Lavoro e professione

Ginecologi all'attacco degli spot pro-denunce contro i medici: nessun vantaggio ai cittadini, ma solo agli speculatori

Stop alle campagne televisive e mediatiche pro-denunce contro medici e chirurghi accusati di presunti casi di malasanità. È questa la richiesta avanzata con forza dalla Società Italiana di Ginecologia e Ostetricia (SIGO), dall'Associazione Ostetrici Ginecologi Ospedalieri (AOGOI) e dall'Associazione Ginecologi Universitari (AGUI), su cui già ieri sono andati all'attacco i medici dello Snami (VEDI ) e i chirurghi dell'Acoi (VEDI )..

«Il 10% delle denunce contro i camici bianchi è a carico dei ginecologi - afferma il presidente SIGO Paolo Scollo -.. Chi sbaglia è giusto che paghi e ogni cittadino ha il diritto a rivolgersi alla magistratura se pensa di aver subito un'ingiustizia. Ma istigare la popolazione a sporgere denuncia tramite martellanti campagne mediatiche è un elemento molto pericoloso e controproducente sia per noi che per i pazienti. Il rischio è che molti medici di fronte a una severa emergenza, si rifiuteranno di assumersi potenziali e gravi responsabilità. Ma, se un chirurgo o un traumatologo possono, a volte, ritirarsi di fronte a casi complicati, questo non può avvenire per il ginecologo ostetrico, che opera in sala parto ed è costretto a prendere importanti decisioni in tempo reale per tutelare la salute di madre e neonato».
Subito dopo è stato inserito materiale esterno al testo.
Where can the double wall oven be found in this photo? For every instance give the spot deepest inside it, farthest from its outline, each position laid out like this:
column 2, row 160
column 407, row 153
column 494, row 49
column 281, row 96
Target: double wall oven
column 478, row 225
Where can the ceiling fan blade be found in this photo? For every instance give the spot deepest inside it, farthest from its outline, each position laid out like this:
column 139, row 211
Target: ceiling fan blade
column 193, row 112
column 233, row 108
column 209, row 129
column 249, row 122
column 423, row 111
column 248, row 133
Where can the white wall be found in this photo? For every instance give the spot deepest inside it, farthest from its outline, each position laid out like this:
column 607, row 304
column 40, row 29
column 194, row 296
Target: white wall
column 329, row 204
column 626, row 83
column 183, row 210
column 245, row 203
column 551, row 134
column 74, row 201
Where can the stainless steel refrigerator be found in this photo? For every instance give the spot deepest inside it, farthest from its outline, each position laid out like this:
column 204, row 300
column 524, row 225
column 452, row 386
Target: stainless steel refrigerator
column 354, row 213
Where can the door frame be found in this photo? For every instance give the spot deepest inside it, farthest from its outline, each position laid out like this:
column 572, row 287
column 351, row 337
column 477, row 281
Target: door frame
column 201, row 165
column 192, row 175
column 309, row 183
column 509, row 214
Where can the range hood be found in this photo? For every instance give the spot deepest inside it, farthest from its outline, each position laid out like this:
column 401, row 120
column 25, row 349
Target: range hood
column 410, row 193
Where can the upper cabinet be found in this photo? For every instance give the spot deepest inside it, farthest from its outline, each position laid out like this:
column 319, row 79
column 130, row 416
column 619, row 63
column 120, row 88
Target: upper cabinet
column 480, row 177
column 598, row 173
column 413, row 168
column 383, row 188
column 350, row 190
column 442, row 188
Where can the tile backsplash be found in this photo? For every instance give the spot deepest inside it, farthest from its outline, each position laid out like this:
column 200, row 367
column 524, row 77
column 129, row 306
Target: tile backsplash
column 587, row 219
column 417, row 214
«Il rischio legato a queste campagne - prosegue il presidente AOGOI Vito Trojano - è alimentare il contenzioso che andrà così a pesare sul lavoro dei Tribunali e degli stessi medici, con forti ricadute sociali come la diminuzione della fiducia nei lavoratori del servizio sanitario nazionale. Aumenterà anche il ricorso alla medicina difensiva e i costi assicurativi per i camici bianchi. Anche perché vi è un ragionamento del tutto non condivisibile e irricevibile: il potenziale rimborso in questi casi non è a carico dello Stato ma dei suoi operatori, cioè medici, infermieri e ostetriche che purtroppo non possono intervenire in alcun modo nelle scelte aziendali strategiche riguardanti qualità e sicurezza in corsia e in sala operatoria. Questi spot non porteranno quindi nessun beneficio per la collettività ma solo ad alcuni consorzi di consulenti legali che possono speculare su questo tipo di contenzioso. Ricordiamo infatti che 9 cause legali su 10 contro i medici terminano con un'assoluzione da parte della magistratura».

«La malasanità non si combatte a colpi di spot ma migliorando la preparazione del personale sanitario» sottolinea il Presidente AGUI Nicola Colacurci.

«Noi ginecologi - concludono i tre presidenti - da anni siamo impegnati nella prevenzione di questi casi, assicurando il costante dialogo tra medici, pazienti ed istituzioni; elaborando linee guida condivise; organizzando corsi di aggiornamento; istaurando rapporti di collaborazione con le varie figure professionali che si occupano del benessere della donna. L'enorme crescita del contenzioso medico-legale è stato uno dei motivi dello sciopero del 12 febbraio 2013. Per la prima volta nella storia repubblicana noi ginecologi abbiamo incrociato le braccia per protestare contro la difficile situazione nella quale dobbiamo quotidianamente lavorare. Una possibile soluzione è stabilire un tetto massimo ai risarcimenti come già avviene negli Stati Uniti. Questo limite potrà garantire la copertura assicurativa a tutto il personale che lavora all'interno del sistema sanitario nazionale».